Lifton and his research team have used tools from the Human Genome Project to identify mutations in 20 genes that affect cardiovascular health.

They found that all the mutations had something in common — they affected the kidney’s regulation of salt in the body.

The discovery could have a huge impact on the national policy for treatment of hypertension, Lifton said.

Instead of focusing primarily on areas previously thought to be significant factors in high blood pressure, treatments will now aim to reduce the patient’s salt balance.

The team has also identified mutations that may help researchers find effective solutions without severe side affects.

Lifton’s current work focuses on resequencing genes from patients around the world to determine whether his findings about salt regulation extend beyond rare mutations to the more common forms of hypertension in the general population.

Preparing for Prevention

After taking Michael Bracken’s class on perinatal epidemiology as a doctoral student in the Yale School of Public Health, Kathleen Belanger decided to switch her focus from occupational health to prenatal, perinatal and pediatric health. Now, 20 years later, she and her former professor have been awarded a $15 million grant to take part in a research project on children from before birth to age 21.

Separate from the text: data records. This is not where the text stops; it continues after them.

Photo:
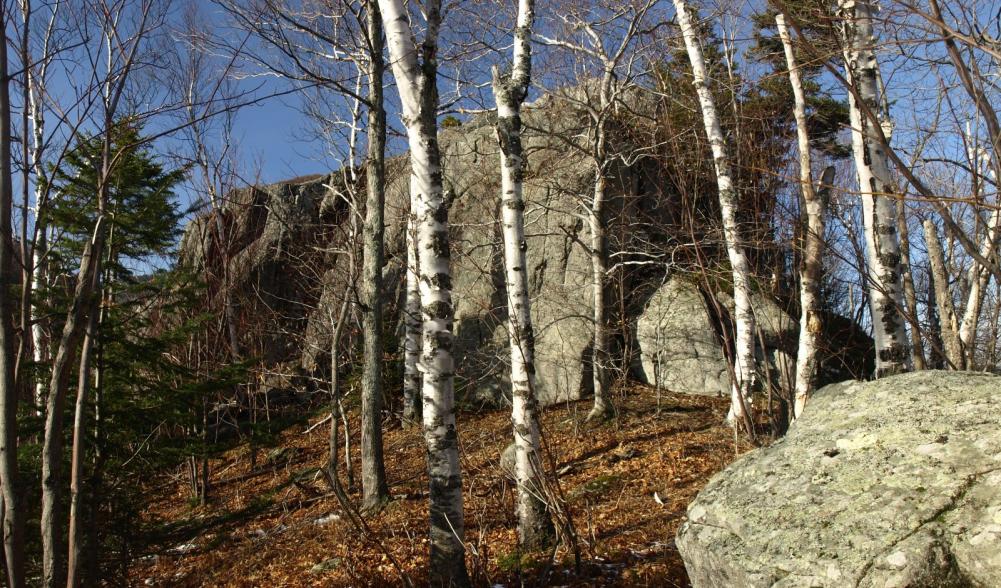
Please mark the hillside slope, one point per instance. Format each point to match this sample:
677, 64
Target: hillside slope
280, 526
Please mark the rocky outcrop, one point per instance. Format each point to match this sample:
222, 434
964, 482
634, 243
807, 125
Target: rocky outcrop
680, 346
286, 242
682, 332
890, 483
285, 247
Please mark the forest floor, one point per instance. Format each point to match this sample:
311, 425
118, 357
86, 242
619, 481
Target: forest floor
280, 526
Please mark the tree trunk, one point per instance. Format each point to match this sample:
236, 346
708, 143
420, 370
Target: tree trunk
411, 323
949, 324
374, 490
875, 184
13, 513
812, 261
75, 548
745, 373
416, 83
978, 278
535, 527
53, 549
600, 356
910, 298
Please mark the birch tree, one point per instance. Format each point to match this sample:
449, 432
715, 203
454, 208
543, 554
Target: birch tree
745, 373
812, 261
535, 527
335, 45
876, 187
13, 511
951, 343
119, 50
606, 36
416, 80
373, 484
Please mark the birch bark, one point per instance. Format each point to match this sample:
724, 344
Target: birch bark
910, 296
535, 528
416, 83
876, 186
13, 514
375, 492
813, 238
745, 372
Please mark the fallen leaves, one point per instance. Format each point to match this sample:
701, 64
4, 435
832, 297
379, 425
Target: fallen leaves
265, 528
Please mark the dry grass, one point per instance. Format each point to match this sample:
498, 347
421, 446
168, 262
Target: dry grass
262, 530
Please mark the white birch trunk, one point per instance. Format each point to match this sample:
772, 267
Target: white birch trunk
39, 337
813, 237
415, 82
535, 528
375, 491
744, 360
876, 186
411, 321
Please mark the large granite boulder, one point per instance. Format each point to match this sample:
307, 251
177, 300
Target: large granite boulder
890, 483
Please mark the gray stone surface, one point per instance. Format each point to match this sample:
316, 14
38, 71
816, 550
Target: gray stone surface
679, 346
885, 484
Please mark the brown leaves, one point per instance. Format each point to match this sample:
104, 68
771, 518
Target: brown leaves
608, 473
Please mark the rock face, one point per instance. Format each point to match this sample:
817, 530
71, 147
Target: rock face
680, 348
286, 244
891, 483
681, 337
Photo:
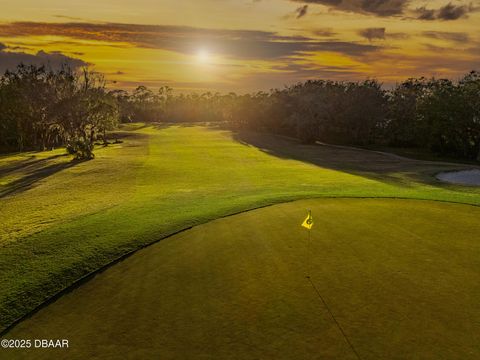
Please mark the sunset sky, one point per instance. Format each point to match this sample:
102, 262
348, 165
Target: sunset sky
244, 45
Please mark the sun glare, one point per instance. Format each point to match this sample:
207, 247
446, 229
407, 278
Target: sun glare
202, 56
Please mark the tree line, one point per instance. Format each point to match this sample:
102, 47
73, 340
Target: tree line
42, 108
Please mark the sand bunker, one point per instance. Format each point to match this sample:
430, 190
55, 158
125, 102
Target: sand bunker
465, 177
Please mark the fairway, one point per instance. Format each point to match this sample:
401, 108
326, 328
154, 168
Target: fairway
400, 281
389, 268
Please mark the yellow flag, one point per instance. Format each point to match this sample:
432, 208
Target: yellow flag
308, 222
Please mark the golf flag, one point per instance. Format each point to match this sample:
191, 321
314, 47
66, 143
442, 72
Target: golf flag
308, 222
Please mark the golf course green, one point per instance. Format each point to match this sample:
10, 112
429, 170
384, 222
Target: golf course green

The Yale Center for Perinatal, Pediatric and Environmental Epidemiology, of which Belanger is the deputy director and Bracken the co-director, will be one of 29 study centers throughout the country to participate in the National Children’s Study, run by the National Institute of Child Health and Development and the Institute for Environmental Health Sciences. The project will follow the growth and development of 100,000 children nationwide.

“There are some areas that we only just now have the technology to look at,” Belanger said. “If we can use it to learn about the underlying causes of these conditions, we may eventually be able to prevent them.”

Belanger said she and her colleagues are particularly focused on discovering the causes of problems especially prevalent among American children, such as diabetes and obesity, autism and asthma.

Stopping the Spread of New Viruses

When Erol Fikrig became a professor of Medicine and Epidemiology & Public Health 15 years ago, the West Nile virus was not well known in the United States. By 2000, the Centers for Disease Control and Prevention reported 21 human cases isolated in New York, Connecticut and New Jersey. Last year, that number had jumped to over 3,500, with outbreaks in 43 states.

“West Nile is a newly emerged virus in North America,” Fikrig said. “As it became more of a public-health concern, I became very interested in developing a new vaccine for the new disease.”

Fikrig has spent the past six years working on new vaccines and therapies for vector-borne diseases — illnesses carried by ticks or mosquitos. His work currently focuses on West Nile, Lyme disease and yellow fever.

“What we do is look at a specific region of the surface protein,” Fikrig explained. “We’re trying to find a region similar among the viruses and find antibodies that target that specific area.”

Fikrig has successfully identified antibodies that can both immunize against West Nile and cure cases of it in mice, but a vaccine for humans may be a long time coming.